Canadian superhero takes flight in True North

Comic features Canadian environmental scientist whose life is transformed when he discovers something called “red energy."

Bob Evans prepares to work on a future installment of his latest comic-book offering

Bob Evans prepares to work on a future installment of his latest comic-book offering

Anyone who knows Bob Evans knows he has a passion for comic books and superheroes.

The pastor with Sicamous’ Shuswap Community Church is known to use superhero imagery in his work (particularly Superman), and has offered his knack for comic-book artistry at numerous community events – from teaching kids how to draw, to transforming people into pen and paper superheroes.

Evans’ long love for the stories of costumed super beings, altruistically risking all for the good of humankind recently culminated in issue one of True North.

“That’s all I read when I was a kid, comic books,” said Evans. “If it wasn’t for comics, I wouldn’t have read. They were all about superheroes, or Archie, that’s why I got into comics. I just became addicted to the characters and started drawing my own, at a young age, on Dad’s recycled paper from the airforce and I just started inventing my own heroes.”

True North is the first comic book Evans has produced since 1997. The book features the clearly Canadian superhero Will Strong, an environmental scientist whose life is transformed when he discovers something called “red energy” deep inside a cave in the Canadian Rockies. Dressed in a red and white bodysuit similar to another classic Canadian comic hero, Captain Canuck, Strong’s alter ego, True North, uses the power red energy gives him to fight evil and, of course, save the day. In the first issue, Strong is contacted by the Canadian government to assist a selfless missionary, Lydia Stiles, whose work overseas with orphans is being threatened (as is her life) by the evil Lady Aven.

Evans says he was a fan of Captain Canuck (in part, because he shared the same last name as the first Captain, Tom Evans), as well as a slew of other supers of comics and cinema, and True North is something of an homage to all those influences.

Along with some giant robot-smashing action, the book also comments on heroism, and how people do not need amazing powers or a flashy costume to be heroic.

“I also wanted to make this comic something that kids would get a lesson out of, in virtue and in courage,” said Evans. “So, when I showed the comic to my daughter when it was done, she actually thought Lydia Stiles, the missionary helping orphans, was the cool part of the comic, not the superhero…,” said Evans. “A missionary that wouldn’t leave her post, even though she’s in danger… that’s the kind of courage I was trying to convey.”

Asked why he chose a Middle-Eastern sounding name to be the domain of Aven and her cronies, Evans says it was inspired by real-life missionaries he knows who are doing work in Pakistan and whose own lives are in danger.

“Some of them have chosen to stay, putting their life on the line to keep orphanages open, stuff like that,” said Evans. “They’re people who have a lot more courage than I have.
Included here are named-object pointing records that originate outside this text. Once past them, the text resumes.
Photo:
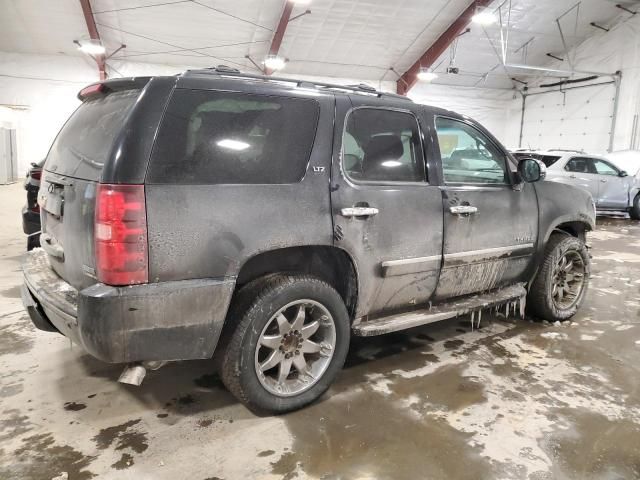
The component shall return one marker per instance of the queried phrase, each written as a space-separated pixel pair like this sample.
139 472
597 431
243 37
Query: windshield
84 142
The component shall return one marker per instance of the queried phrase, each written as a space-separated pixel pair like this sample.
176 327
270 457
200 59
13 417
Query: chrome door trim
410 265
487 254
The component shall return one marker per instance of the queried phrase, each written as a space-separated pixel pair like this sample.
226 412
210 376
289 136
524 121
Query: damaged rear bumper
161 321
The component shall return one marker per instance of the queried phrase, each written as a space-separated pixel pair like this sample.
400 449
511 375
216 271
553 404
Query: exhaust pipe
134 373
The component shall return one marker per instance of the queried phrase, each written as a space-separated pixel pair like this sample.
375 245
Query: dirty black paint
125 461
209 381
41 457
124 435
74 407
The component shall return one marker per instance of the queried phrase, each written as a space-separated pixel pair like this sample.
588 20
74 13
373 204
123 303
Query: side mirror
531 170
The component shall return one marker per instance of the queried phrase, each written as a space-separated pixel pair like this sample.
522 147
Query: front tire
289 345
562 281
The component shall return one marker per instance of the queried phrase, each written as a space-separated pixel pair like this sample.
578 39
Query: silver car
612 187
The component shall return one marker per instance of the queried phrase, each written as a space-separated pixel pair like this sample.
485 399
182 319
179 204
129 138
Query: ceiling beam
409 78
94 35
279 34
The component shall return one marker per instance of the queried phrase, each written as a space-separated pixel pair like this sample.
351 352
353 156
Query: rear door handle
463 210
359 212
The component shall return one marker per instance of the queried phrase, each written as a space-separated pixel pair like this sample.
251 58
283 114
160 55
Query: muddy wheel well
330 264
575 229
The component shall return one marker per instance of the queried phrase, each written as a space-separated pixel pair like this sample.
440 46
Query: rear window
85 141
211 137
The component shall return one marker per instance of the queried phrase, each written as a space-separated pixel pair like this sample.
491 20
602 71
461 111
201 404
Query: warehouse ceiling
360 39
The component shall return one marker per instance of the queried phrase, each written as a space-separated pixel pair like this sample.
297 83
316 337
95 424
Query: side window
603 168
382 146
212 137
580 165
468 156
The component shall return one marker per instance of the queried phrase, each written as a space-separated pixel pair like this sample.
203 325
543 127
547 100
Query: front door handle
463 210
359 212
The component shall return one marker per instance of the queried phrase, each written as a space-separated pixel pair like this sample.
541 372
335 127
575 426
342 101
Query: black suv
269 219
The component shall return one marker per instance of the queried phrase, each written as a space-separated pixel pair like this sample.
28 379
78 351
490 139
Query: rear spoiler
115 85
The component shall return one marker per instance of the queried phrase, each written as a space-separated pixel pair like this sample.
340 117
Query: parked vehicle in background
31 211
612 187
270 219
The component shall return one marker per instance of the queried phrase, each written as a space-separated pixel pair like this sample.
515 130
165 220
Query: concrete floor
514 399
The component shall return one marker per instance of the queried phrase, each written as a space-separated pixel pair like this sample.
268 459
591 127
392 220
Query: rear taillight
121 235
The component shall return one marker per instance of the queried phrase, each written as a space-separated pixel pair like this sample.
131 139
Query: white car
606 178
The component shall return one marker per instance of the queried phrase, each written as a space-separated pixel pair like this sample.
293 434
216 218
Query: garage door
577 118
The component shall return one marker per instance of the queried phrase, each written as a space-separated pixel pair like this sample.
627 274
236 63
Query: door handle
51 247
359 212
463 210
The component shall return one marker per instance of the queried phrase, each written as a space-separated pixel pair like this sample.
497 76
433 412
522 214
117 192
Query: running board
513 296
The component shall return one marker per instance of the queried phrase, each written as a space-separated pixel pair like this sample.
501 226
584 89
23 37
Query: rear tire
290 343
562 281
33 241
634 212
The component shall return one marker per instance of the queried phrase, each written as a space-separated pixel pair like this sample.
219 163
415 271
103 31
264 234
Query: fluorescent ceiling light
391 163
233 144
273 62
426 75
485 17
91 47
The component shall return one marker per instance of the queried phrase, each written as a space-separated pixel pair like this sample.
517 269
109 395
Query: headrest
383 147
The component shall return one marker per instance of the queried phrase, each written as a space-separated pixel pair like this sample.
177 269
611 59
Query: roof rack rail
226 71
565 150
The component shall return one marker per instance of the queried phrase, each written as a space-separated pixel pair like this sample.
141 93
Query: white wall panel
575 119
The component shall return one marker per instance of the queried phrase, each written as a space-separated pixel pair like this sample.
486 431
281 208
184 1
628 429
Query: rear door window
580 165
212 137
86 140
468 156
604 168
381 146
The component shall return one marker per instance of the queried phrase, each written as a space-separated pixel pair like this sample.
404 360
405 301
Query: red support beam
437 48
94 35
279 35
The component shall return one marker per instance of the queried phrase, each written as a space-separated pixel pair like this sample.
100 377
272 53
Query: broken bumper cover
161 321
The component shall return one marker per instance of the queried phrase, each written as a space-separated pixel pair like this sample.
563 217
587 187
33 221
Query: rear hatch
72 170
But they’re risking their necks, it’s like United Nations aid workers that are in the Sudan right now who are risking their lives to save people from slaughter.”

Evans describes True North as a simple, light-hearted super adventure with a lesson that is geared towards youth – anywhere from kindergarten to teens.

In his youth, Evans says he had aspirations to one day work with one of two biggies in comics, Marvel or DC. He taught himself how to draw with the help of books such as How to Draw Comics the Marvel Way. At one point, he thought he would be attending the famous Joe Kubert School for graphic arts in New Jersey.

“It never happened – I got my first summer job at a church and it stuck,” said Evans. “I wanted to be a comic book artist, but when I got into church work I found that I liked it, and I could do comic book art on the side. And I think it’s kind of good because if I was stuck in an office eight hours a day I think I would get bored.”

Technology is what’s enabled Evans to put out his latest comic book. His studio consists of an iPad mini and a couple of apps, one for drawing and one that provides the frames and classic comic book effects. He says True North took four months to produce which – far less time that what it used to.

“It turned out to be 50 pages, and I’ve never done a 50-page comic in my life,” said Evans. “That shows you how much easier it is for me to get it done.”

Evans now plans to trademark his new hero, and then would like to do  a kick-starter campaign to raise enough money to mass-print his comic, all profits of which will go towards helping the Christian humanitarian organization, Compassion Canada, with their work in the Philippines.

“About a month before the comic came out, the Philippines disaster happened, and I thought well, there you go, that’s what I’ll put it towards, and Compassion is in the Philippines helping,” said Evans.

Evans plans to continue with True North as a series, adding new characters who will eventually form the team, Strong and Free.

“I think with time, if I can keep doing it, which I plan on doing because it’s fun, I’ll get better at it and the technology will get better,” said Evans.